Control of probability flow in Markov chain Monte Carlo -- Nonreversibility and lifting
Hidemaro Suwa, Synge Todo

TL;DR
This paper reviews how breaking detailed balance and introducing probability flows in Markov chain Monte Carlo methods, especially through lifting techniques, can significantly improve sampling efficiency in complex systems.
Contribution
It provides a comprehensive review of practical approaches to implementing nonreversible MCMC methods, highlighting the effectiveness of lifting techniques.
Findings
Nonreversible MCMC methods outperform reversible ones in efficiency.
Lifting techniques create beneficial probability flows in extended state spaces.

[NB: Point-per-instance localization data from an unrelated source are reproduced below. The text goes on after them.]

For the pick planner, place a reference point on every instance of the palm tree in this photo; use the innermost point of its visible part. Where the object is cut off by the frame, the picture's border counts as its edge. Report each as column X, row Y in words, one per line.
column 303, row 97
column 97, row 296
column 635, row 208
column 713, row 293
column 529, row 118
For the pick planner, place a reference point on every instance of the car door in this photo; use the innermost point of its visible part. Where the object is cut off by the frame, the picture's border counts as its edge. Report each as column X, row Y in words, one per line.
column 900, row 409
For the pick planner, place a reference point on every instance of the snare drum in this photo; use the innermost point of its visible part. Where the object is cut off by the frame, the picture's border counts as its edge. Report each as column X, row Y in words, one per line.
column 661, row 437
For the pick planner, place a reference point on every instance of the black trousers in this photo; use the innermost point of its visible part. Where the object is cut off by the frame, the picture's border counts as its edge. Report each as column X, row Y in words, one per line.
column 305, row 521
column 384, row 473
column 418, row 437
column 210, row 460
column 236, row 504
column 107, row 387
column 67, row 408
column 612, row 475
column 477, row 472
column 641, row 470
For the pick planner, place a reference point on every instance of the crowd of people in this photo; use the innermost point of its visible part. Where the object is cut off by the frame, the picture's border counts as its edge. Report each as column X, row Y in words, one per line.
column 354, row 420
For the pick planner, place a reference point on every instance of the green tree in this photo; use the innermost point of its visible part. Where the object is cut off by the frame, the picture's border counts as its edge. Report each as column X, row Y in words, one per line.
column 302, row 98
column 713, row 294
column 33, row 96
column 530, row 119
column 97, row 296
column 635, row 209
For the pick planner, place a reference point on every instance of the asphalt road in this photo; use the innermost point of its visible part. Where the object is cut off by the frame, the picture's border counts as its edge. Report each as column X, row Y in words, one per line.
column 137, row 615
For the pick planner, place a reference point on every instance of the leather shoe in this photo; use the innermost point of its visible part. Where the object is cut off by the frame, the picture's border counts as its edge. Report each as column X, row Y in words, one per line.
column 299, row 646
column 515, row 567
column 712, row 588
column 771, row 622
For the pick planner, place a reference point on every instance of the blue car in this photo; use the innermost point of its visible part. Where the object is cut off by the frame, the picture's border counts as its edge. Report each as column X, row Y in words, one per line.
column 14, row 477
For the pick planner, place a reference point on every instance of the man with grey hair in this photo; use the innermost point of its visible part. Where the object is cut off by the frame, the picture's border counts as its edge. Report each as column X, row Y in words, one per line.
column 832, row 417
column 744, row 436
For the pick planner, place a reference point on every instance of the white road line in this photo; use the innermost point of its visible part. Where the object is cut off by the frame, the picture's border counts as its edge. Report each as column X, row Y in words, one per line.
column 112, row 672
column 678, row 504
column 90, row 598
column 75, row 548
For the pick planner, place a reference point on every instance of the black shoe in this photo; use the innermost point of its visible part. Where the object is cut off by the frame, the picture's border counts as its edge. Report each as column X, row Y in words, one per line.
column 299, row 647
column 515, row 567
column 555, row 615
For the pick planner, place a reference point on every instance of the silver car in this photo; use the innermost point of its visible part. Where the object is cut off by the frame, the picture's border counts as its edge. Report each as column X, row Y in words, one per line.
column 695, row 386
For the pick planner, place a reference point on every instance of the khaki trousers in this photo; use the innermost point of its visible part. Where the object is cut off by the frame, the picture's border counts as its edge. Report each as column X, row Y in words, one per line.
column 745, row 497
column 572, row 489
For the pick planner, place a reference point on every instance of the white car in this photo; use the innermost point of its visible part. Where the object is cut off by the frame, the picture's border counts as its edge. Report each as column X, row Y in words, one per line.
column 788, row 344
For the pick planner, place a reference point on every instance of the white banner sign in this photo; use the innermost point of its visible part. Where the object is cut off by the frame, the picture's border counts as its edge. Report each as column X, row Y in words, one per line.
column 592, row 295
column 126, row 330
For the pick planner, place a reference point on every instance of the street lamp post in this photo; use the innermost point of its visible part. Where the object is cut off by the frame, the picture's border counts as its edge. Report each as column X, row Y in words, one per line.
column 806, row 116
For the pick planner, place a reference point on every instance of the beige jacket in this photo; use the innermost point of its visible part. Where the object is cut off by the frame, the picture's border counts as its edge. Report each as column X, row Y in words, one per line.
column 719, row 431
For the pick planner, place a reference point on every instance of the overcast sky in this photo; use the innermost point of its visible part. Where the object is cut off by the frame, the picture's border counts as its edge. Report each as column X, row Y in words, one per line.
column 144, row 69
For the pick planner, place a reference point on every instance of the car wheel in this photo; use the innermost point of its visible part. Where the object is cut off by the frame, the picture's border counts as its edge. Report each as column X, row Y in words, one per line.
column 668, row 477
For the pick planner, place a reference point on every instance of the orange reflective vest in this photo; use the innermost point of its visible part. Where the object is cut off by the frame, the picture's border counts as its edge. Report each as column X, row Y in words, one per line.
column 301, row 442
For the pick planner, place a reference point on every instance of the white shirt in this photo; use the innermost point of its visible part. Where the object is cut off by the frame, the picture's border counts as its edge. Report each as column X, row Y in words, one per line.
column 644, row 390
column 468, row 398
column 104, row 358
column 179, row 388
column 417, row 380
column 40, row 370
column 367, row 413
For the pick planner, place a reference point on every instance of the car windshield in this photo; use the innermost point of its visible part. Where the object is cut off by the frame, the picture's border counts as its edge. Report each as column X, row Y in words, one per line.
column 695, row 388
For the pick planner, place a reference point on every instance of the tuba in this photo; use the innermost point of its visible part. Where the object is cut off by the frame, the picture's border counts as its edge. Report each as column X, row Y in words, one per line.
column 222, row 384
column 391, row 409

Practical implementations like shift and directed-worm algorithms are effective.
Abstract
The Markov chain Monte Carlo (MCMC) method is widely used in various fields as a powerful numerical integration technique for systems with many degrees of freedom. In MCMC methods, probabilistic state transitions can be considered as a random walk in state space, and random walks allow for sampling from complex distributions. However, paradoxically, it is necessary to carefully suppress the randomness of the random walk to improve computational efficiency. By breaking detailed balance, we can create a probability flow in the state space and perform more efficient sampling along this flow. Motivated by this idea, practical and efficient nonreversible MCMC methods have been developed over the past ten years. In particular, the lifting technique, which introduces probability flows in an extended state space, has been applied to various systems and has proven more efficient than…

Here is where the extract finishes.